Novel radionuclide therapy found to be more effective in NET patients
The study shows modifying the standard of care for late-stage neuroendocrine tumours (NETs) with Evans blue dye makes the treatment more effective and potentially less toxic.
Trial data suggests that a novel treatment for late-stage neuroendocrine tumours (NETs) is more effective and causes fewer side effects than the current standard of care (SOC). According to investigators, the new peptide receptor radionuclide therapy could reduce mortality among NET patients and decrease the financial burden of their continual treatment.
NETs are a diverse group of tumours that originate from the neuroendocrine system, which regulates hormones throughout the body. The number of people who are diagnosed with NETs is growing (the incidence increased 6.4-fold between 1973 and 2012); however, because they are rare, varied and slow growing, the diagnosis of a NET can be delayed up to seven years. As a result, more than 50 percent of NET cases are at an advanced stage at the time of diagnosis.

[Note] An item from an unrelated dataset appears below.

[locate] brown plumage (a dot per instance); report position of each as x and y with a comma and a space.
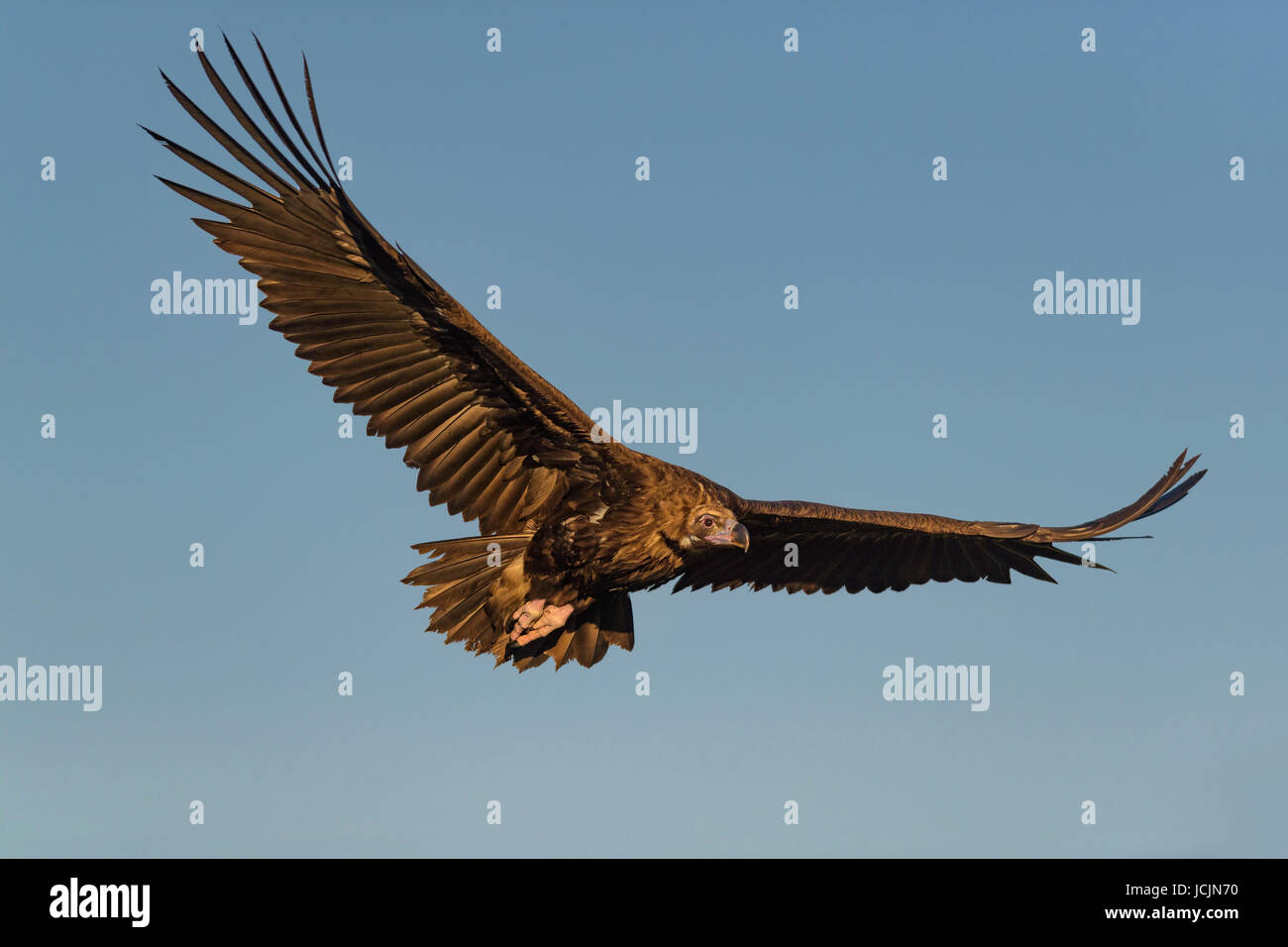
570, 523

The current SOC for late-stage NET patients is peptide receptor radionuclide therapy with 177Lu-DOTATATE, which is flushed from a patient’s system rapidly after administration. Pre-clinical studies have suggested that if Evans blue (EB) dye is added to 177Lu-DOTATATE – creating 177Lu-DOTA-EB-TATE – the treatment can last longer in the body and be more effective.
In the new study, researchers sought to determine what dose of the modified 177Lu-DOTA-EB-TATE therapy is safest and produces the best tumour response.

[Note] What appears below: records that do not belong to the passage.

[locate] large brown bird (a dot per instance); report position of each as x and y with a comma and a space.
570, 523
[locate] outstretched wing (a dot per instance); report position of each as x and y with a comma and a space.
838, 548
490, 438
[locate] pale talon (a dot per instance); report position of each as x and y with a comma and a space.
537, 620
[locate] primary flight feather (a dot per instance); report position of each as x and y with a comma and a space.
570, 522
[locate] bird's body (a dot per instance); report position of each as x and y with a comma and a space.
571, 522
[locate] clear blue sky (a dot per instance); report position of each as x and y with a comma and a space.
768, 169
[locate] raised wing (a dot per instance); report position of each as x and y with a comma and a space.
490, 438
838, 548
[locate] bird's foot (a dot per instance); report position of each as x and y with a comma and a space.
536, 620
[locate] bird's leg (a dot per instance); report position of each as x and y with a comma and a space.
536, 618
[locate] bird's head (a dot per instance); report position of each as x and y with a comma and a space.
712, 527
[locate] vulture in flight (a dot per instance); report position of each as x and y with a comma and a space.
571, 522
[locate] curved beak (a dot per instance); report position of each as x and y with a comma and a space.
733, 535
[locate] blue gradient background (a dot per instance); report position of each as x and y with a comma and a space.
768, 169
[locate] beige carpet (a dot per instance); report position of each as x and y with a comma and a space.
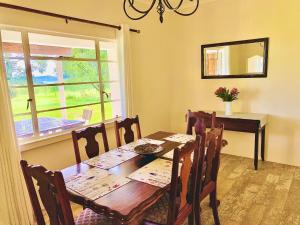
269, 196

The trial enrolled 32 NET patients and randomly assigned them into three groups treated with escalating doses of 177Lu-DOTA-EB-TATE: group A received 1.17 ± 0.09 GBq/cycle; group B, 1.89 ± 0.53 GBq/cycle; and group C, 3.97 ± 0.84 GBq/cycle. The treatment was planned for up to three cycles.
The treatment was found to be well-tolerated at all doses, no life-threatening (National Cancer Institute Common Terminology Criteria for Adverse Events [CTCAE] grade 4) adverse events were reported. However, CTCAE grade 3 haematotoxicity was recorded in one patient in group B (thrombocytopenia) and three patients in group C (thrombocytopenia in three and anaemia in one). CTCAE grade 3 hepatotoxicity (elevated aspartate aminotransferase) was also recorded in a single patient in groups A and C. No nephrotoxicity was observed.

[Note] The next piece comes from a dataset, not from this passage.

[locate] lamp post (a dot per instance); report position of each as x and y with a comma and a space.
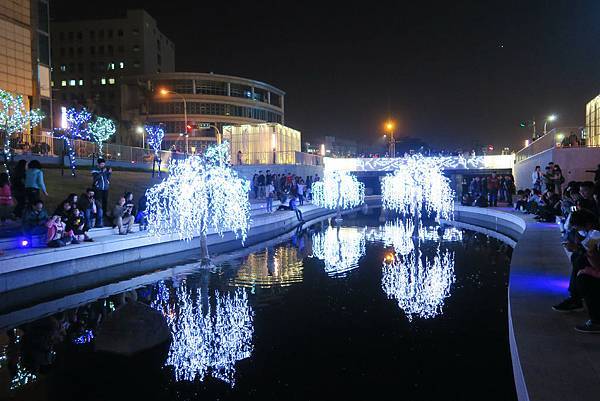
389, 127
550, 118
165, 92
141, 130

The overall disease response rates were similar in groups A, B and C (50, 50 and 42.9 percent, respectively), and the overall disease control rates were higher in groups B (83.3 percent) and C (71.5 percent) than in group A (66.7 percent). Ultimately, the researchers decided that a 177Lu-DOTA-EB-TATE dose of 1.89 GBq/cycle was the most effective for tumour control in the NET patients but noted that with careful patient selection and monitoring, a 3.97 GBq/cycle dose could achieve an even better response.
A recent systematic review and meta-analysis of 177Lu-DOTATATE treatment in NETs indicates it has a disease response rate of approximately 20.5 to 27.6 percent and a disease control rate of roughly 78-79 percent. 177Lu-DOTATATE was also found to cause minimal adverse events, such as fatigue, nausea, vomiting and hormonal disorders.
“In terms of NETs, the more effectively we can use 177Lu for treatment, the more we will be able to reduce the financial strain on patients,” stated Dr Xiaoyuan (Shawn) Chen, Nazarat Muzayyin Chair professor at the National University of Singapore. “Overall, this new treatment has the potential to significantly impact mortality and morbidity for neuroendocrine tumour patients…
“Now that we understand the efficacy of Evans blue dye in NET treatment, we hope that it can be utilised in the future to create various novel therapeutic radiopharmaceuticals not just for NET patients, but for other types of cancer patients as well.”
The research was published in The Journal of Nuclear Medicine.